NBS data also showed factory activity in October fell short of expectations. Industrial production rose 4.9 percent year-on-year, lower than a Bloomberg forecast of 5.5 percent and the slowest increase since August last year. “A key drag came from weaker external demand — export values and industrial sales for export both weakened significantly,” Zichun Huang of Capital Economics said in a note about Friday’s data. “We expect the economy to remain weak over the coming quarter,” she wrote, adding that Beijing’s recent trade truce with Washington “is unlikely to provide much relief”.

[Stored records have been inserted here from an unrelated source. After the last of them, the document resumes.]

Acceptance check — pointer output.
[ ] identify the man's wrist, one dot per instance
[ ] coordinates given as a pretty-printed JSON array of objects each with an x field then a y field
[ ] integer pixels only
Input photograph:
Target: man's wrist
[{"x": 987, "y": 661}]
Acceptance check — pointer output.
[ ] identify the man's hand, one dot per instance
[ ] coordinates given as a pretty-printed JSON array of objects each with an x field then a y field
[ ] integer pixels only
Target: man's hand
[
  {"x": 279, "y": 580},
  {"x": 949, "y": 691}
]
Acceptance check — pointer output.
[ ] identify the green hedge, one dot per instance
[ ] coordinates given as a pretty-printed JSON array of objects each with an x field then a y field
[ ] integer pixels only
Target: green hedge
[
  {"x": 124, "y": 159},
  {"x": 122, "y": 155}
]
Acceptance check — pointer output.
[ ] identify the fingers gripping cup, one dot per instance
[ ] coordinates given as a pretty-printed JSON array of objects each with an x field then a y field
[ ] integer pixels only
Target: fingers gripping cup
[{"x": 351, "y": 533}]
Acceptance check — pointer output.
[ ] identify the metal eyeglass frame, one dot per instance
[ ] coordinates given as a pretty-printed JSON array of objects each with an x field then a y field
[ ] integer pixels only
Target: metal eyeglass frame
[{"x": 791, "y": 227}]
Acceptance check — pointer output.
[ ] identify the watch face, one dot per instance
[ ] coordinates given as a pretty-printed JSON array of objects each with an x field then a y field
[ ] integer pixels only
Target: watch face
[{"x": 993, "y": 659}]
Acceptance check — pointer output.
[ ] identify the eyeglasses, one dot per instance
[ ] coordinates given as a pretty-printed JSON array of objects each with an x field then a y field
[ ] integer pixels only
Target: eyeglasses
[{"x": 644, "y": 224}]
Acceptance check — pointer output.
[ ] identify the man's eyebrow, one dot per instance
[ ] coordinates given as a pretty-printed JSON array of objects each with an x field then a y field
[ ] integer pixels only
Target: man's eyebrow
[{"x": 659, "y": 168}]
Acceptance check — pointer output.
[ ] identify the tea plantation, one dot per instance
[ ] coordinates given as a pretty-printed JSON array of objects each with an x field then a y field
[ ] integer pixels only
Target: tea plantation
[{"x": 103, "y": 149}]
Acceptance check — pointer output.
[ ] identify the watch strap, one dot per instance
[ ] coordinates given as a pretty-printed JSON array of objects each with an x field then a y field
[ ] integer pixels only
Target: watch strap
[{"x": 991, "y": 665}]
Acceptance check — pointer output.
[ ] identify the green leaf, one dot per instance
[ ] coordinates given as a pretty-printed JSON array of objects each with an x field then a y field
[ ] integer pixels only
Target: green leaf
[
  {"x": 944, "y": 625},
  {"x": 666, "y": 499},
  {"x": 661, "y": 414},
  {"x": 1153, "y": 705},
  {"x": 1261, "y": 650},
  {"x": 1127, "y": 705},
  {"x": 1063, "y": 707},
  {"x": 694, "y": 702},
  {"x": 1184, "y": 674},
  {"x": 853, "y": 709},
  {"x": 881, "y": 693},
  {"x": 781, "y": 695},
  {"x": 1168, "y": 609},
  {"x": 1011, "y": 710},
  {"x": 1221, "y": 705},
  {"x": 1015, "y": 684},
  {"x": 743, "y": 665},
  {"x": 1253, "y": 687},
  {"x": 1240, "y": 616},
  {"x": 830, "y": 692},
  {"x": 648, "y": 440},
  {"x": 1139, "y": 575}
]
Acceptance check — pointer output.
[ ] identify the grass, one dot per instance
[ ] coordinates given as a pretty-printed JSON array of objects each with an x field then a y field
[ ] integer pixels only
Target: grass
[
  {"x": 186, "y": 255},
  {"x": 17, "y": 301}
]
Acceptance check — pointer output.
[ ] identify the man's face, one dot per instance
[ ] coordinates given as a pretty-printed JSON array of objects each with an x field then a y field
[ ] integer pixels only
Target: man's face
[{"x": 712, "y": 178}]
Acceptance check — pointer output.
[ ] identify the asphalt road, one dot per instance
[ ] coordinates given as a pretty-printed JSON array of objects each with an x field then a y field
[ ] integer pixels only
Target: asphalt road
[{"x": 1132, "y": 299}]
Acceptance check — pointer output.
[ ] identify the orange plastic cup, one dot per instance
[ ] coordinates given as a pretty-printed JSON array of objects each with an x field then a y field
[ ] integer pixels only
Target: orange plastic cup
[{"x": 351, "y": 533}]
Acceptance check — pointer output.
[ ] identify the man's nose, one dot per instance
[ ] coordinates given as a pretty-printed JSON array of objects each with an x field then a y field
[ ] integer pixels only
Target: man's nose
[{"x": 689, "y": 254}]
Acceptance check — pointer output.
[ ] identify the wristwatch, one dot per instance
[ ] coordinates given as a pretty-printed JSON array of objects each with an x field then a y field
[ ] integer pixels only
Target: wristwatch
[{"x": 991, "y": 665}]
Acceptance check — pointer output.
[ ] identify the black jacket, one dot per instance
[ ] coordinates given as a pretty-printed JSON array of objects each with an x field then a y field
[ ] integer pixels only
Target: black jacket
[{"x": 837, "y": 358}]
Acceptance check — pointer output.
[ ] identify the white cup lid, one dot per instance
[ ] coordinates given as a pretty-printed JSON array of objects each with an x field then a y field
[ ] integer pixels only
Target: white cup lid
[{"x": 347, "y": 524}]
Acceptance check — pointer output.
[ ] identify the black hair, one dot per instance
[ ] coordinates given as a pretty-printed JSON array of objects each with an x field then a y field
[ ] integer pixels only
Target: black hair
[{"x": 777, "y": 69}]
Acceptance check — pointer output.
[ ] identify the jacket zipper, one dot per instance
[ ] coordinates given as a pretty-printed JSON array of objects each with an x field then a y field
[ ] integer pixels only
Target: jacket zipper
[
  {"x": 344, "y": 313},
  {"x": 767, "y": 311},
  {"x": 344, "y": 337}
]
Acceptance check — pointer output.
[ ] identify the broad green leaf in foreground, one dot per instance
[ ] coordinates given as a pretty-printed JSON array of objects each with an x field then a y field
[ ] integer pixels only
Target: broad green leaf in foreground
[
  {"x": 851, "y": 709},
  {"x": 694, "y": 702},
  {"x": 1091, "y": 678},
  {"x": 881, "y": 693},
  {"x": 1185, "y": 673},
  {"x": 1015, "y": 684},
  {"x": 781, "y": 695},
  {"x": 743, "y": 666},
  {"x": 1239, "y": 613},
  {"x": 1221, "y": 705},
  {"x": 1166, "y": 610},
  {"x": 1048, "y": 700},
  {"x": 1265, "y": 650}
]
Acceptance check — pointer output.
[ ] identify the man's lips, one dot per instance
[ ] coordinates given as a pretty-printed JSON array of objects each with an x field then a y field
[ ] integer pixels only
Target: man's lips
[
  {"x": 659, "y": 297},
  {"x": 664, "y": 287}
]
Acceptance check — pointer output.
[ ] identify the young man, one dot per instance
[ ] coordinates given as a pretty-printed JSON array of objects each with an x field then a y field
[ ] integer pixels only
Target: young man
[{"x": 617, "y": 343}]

China’s real estate sector has been mired in a debt crisis since 2020, having enjoyed a decades-long construction boom powered by rapid urbanisation and rising living standards. Friday data showed home values — a key store of wealth for Chinese households — continued to decline. Prices for new residential properties fell year-on-year in October in 61 out of 70 major cities surveyed by the NBS. “The housing sector still clouds the overall outlook,” wrote Sheana Yue, Senior Economist at Oxford Economics. There is “limited policymaker appetite for new housing stimulus despite fading property momentum,” she said, adding that “a nationwide turnaround remains distant”.

In another worrying sign for policymakers, fixed-asset investment in the January-October period was down 1.7 percent year-on-year. The indicator slipped into negative territory in September, falling 0.5 percent year-on-year.